その後も可愛がっていただいて、色んな現場を経験させていただきました。
都内の店舗工事や、フレスコ壁画の現場。古民家の移築など。
また、その考え方や哲学にもだいぶ影響受けました。
くしくも早く亡くなった父親が言っていたことと、鈴木さんの言っていたことが同じで、「人は1+1が2ではなくて、3にも4にもなるんだよ。」
そう教わった記憶があります。この言葉、46歳の今の私にはそうとう深い言葉だなぁと感じます。当時は、そこまで響いてなかった・・・・(^^;)
また、鈴木さんからは日本にいる凄い左官職人さんたちのお話も聞きました。また、ご自身の勉強方法も教えて頂きました。
今の私のスタイルのコアな部分がこのころ形成されたのかなと、今は思います。
思考が現実化する話
その頃、このコンフォルトという業界紙に日本の左官職人さんが掲載されておりました。鈴木さんのおっしゃっていた方も掲載されてます。
「いつか、僕もこの方の現場に参加したいなぁ」
結果、参加するんですけどwww
これほんと自分でも凄いことだなぁと思うのです。
思考が現実化する。順を追って説明していきますw
あれこれ、ネットサーフィンをしながらとある施工法について研究をしていたところ、ある方に辿り着きました。
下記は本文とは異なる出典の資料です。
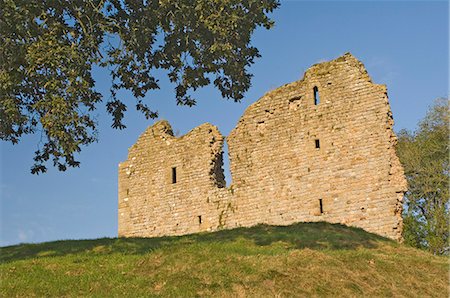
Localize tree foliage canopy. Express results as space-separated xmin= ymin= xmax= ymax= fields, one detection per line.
xmin=0 ymin=0 xmax=279 ymax=173
xmin=397 ymin=98 xmax=449 ymax=255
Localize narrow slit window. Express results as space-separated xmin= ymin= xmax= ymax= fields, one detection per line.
xmin=319 ymin=199 xmax=323 ymax=214
xmin=198 ymin=215 xmax=202 ymax=224
xmin=315 ymin=139 xmax=320 ymax=149
xmin=171 ymin=167 xmax=177 ymax=184
xmin=313 ymin=86 xmax=320 ymax=105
田村さんという方。
設計士さんで土の事、左官の事など深く精通されている方。
磨きという技法について質問したところ、「榎本さん知ってるかい?紹介してあげるよ?」
榎本さんとは、先の雑誌に出ていた東京は千石に住む名人(故人)
「はい!ぜひお願いします!!」
ということで、実際に榎本さんにお会いできる機会を頂きました。
初対面の時の記憶は。。。。。あまり覚えてないwそのあとの出来事が凄すぎて。。。。wでも、はっきりと覚えているのが、
「お前みたいのは左官屋っていわねぇんだよ。詐欺師なんだよ」と言われた記憶が。。。。w これ、最近知ったのですが、詐欺師ではなく、左官技能士の略で、左技士という意味だったようです。。。w
当時の私は、時代が時代でして、見習いなんて人間扱いされない生き物でしたからw そういった言動には慣れていて、「ああ、そうか左官屋って名乗っちゃダメなんだ。」と真正面から受け止めておりましたw なんて素直な良い子なのでしょう。。。w
この怒涛の江戸っ子の榎本さんとの出会いで人生は180度、いや
186度変わりましたw きっちり反転じゃすまないパラダイムシフトが起こるのです。
榎本さんの教え
「あ、馬鹿だな!なんでそんなことすんだよ」
「ちがうちがう、まったく何にも出来ねぇなぁ」
その後も幾度となくお邪魔させていただき、いろいろ教わりましたが、
厳しい表現しかできないお方でしてw また、会話が成立しなかった。
ご高齢だったのでちょっとボケていらっしゃるのでは?なんて
若いアホな私はそんな風に思ってしまったり。。。。(ほんとすみませんm(__)m 若かったので許してやってください。。。。w)
でも、まぁ見習いでの経験値もあったり、俺なんてそんなもんだからなぁと
落ち込まずに通っていました。
そんなある日。「おう!お前久住君の現場に行ってこい!」
久住さんとは先の雑誌に掲載されていた、業界では知らない人はいない左官さんです。私も、ものすごく憧れている方。
「はい!行きます!!」そう、この時は見学できるのだと思っていましたw
憧れの親方の現場を見れるんだ!そんなわくわくが止まらなかったです。
が、実際の現場にお邪魔すると、なんと私も仕事をする段取りになっておりました。。。。ひぇーーーーーーーーーー(^^;)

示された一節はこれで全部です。